Francois Jacques Fleischbein
Though he painted a variety of subjects, German-born painter François Jacques Fleischbein is best known as portraitist who worked in New Orleans between 1834 and 1868.
Though he painted a variety of subjects, German-born painter François Jacques Fleischbein is best known for the portraits that he painted in New Orleans between 1834 and 1868. Fleischbein, like many other European artists, ventured to New Orleans to take advantage of the thriving market for portraiture during the mid-nineteenth century. Fleischbein painted in a style is polished, meticulous, and straightforward, influenced by the realism of the German Biedermeir movement. In some ways this microscopic attention to detail anticipated photographic portraiture, a medium he adapted later in his career.
Early Life
Born Franz Joseph Fleischbein in Godramstein, Bavaria, the artist was the son of Henry Fleischbein and Barbara Stumph. (He adopted “François Jacques,” the French translation of his German name, when he moved to New Orleans.) As a young man, Fleischbein appears to have studied art in Munich before entering the École des Beaux Arts in Paris during the early 1820s. It has been suggested that he, like Jean-Joseph Vaudechamp, was a student of Anne-Louis Girodet de Roussy-Trioson. However, Fleischbein’s mature style bears only a slight resemblance to the neoclassicism advocated by Roussy-Trioson. His early sketchbooks demonstrate his mastery of the drawing conventions taught in the École.

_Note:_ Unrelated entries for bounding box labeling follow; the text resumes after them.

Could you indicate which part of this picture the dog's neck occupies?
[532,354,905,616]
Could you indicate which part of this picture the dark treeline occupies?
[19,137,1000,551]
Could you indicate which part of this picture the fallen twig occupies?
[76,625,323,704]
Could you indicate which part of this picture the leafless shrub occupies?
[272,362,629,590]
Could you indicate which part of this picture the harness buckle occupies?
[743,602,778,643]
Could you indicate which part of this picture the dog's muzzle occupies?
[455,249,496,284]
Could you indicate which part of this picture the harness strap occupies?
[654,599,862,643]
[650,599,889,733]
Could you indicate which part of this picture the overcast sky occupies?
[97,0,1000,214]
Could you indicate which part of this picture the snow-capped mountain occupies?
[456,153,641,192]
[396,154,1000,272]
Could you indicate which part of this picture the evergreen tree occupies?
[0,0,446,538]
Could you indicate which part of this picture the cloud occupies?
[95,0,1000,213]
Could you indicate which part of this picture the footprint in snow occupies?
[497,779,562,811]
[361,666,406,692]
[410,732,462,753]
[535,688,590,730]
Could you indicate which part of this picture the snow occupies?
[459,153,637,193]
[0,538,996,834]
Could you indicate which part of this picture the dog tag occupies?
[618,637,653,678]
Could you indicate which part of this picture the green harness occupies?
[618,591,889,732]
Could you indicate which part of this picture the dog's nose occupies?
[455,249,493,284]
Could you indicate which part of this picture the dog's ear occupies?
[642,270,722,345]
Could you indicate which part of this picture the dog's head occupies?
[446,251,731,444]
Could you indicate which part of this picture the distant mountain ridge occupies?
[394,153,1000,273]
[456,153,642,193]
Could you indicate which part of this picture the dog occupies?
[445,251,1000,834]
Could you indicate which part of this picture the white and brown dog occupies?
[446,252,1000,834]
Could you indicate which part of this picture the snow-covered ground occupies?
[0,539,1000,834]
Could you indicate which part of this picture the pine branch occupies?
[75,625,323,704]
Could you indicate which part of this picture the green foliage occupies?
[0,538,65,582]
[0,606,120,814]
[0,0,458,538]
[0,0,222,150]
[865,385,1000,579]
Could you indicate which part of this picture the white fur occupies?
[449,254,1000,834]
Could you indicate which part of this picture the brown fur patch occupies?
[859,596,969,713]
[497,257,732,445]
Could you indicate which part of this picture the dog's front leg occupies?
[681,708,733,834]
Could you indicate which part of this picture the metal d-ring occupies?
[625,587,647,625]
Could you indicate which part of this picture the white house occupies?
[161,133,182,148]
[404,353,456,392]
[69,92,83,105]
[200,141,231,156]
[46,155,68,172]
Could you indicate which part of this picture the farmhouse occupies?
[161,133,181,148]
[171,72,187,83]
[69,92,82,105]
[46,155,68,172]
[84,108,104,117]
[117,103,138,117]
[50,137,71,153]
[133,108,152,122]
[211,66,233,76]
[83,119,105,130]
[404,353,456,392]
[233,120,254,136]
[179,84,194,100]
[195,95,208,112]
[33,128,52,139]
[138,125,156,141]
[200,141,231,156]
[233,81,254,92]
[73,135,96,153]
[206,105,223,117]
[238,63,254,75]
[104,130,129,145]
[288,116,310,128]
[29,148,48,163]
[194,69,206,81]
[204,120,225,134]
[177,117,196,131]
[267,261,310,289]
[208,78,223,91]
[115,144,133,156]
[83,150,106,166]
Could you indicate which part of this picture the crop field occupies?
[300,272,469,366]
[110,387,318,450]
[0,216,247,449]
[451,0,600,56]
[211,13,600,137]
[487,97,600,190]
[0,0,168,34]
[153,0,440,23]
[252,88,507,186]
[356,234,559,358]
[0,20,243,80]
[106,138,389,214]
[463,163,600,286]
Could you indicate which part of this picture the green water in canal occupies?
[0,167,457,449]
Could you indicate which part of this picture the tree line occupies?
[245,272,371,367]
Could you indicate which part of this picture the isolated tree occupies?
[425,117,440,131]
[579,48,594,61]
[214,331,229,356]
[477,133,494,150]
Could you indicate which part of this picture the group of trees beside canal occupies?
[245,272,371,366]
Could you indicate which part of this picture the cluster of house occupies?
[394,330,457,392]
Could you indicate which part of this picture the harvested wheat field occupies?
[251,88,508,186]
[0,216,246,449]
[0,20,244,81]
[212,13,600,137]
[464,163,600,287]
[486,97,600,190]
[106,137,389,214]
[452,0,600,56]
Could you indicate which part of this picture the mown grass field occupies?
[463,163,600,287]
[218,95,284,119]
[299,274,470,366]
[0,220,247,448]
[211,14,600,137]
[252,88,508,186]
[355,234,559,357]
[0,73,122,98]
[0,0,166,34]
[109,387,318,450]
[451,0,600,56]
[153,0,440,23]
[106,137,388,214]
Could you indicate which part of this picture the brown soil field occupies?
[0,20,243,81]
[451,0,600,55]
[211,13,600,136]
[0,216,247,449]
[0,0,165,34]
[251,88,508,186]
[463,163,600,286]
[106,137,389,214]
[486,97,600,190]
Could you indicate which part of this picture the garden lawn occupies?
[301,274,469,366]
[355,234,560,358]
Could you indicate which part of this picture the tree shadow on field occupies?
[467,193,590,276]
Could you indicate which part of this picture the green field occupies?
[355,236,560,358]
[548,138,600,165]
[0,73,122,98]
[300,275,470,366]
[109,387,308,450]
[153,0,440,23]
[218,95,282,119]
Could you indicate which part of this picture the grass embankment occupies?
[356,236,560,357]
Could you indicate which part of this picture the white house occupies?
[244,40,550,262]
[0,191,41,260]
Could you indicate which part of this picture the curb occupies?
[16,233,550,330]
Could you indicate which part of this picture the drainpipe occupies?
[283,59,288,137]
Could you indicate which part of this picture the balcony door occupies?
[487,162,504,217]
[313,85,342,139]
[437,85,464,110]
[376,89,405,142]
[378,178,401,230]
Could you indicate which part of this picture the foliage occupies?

Fleischbein married Marie Louise Tetu Paris sometime in the late 1820s or early 1830s. Although the circumstances surrounding his departure from Europe are unclear, Fleischbein’s move to New Orleans in 1833 was no doubt motivated, at least in part, by the promise of a flourishing portrait market. Vaudechamp, the most successful portraitist in the city at the time, was earning several thousand dollars a season, a hefty sum in those days. Fleischbein seems to have known Vaudechamp and may have been encouraged by the older artist to immigrate. Whatever the reason for his relocation, Fleischbein appears to have remained in Louisiana for the rest of his life. Four children were born in Louisiana; two of them, son Ernest and daughter Emma Elizabeth, became painters.
Career in New Orleans
Fleischbein painted a wide array of subjects, including historical and mythological scenes, but focused on portraiture in Louisiana. He painted many portraits of children and men, but his depictions of Creole Louisiana ladies with elaborate—seemingly bizarre—hairstyles set in fantastic landscapes have garnered the most attention. At first glance, these portraits appear mannered and strange—as if painted by a naïve artist. Attenuated figures and other anatomical distortions, an emphasis on pattern, even lighting, and microscopic attention to detail distinguish his works from those of his French colleagues. But it is a mistake to link his style to folk painting.
Fleischbein’s paintings bear many of the hallmarks of the German Biedermeir style, an early nineteenth-century artistic movement emphasizing realism. The somewhat harsh light, stark modeling, and lack of shading recall the work of prominent German artists such as Carl Joseph Begas. Indeed, Fleischbein’s use of mannerisms and distortions represent a sophisticated effort to convey a sense of middle-class comfort and moral values by painting in a straightforward and eminently legible style. According to an advertisement in the Courier on December 9, 1836, sitters could be assured that the “greatest correctness of drawing and painting is guaranteed, as well as the likeness of portraits.”
Commentators have suggested that Fleischbein’s unique style was a result of his failing eyesight. Although his eyes did begin to fail in the 1850s, it is clear that the artist’s style did not change as a result. As his vision began to fail, however, he may have increasingly turned to photography, opening a gallery specializing in ambrotypes and daguerreotypes in Faubourg Marigny in 1858.
Apart from his children Fleischbein had no direct followers, but he did have at least one student. Artist George David Coulon studied painting with him briefly about 1837. Fleischbein’s compositions presage the so-called grand manner painting in the Deep South popular on the eve of the Civil War, characterized by family groups in landscape settings. The portraits of children by artists such as William Henry Baker and fellow German émigré William Rümpler offer compelling comparisons. These artists seem to have borrowed Fleischbein’s visual language of gesture and pose to underscore the relationships among family members. Similarly, their emphasis on landscape conceived both as a pastoral setting and means of economic support can be traced to Fleischbein’s portraits of the 1830s.
Fleischbein died in New Orleans in 1868; his work is not well known outside of Louisiana. The Louisiana State Museum and Historic New Orleans Collection are among the few museums that have significant collections of his paintings. A number also remain in private collections.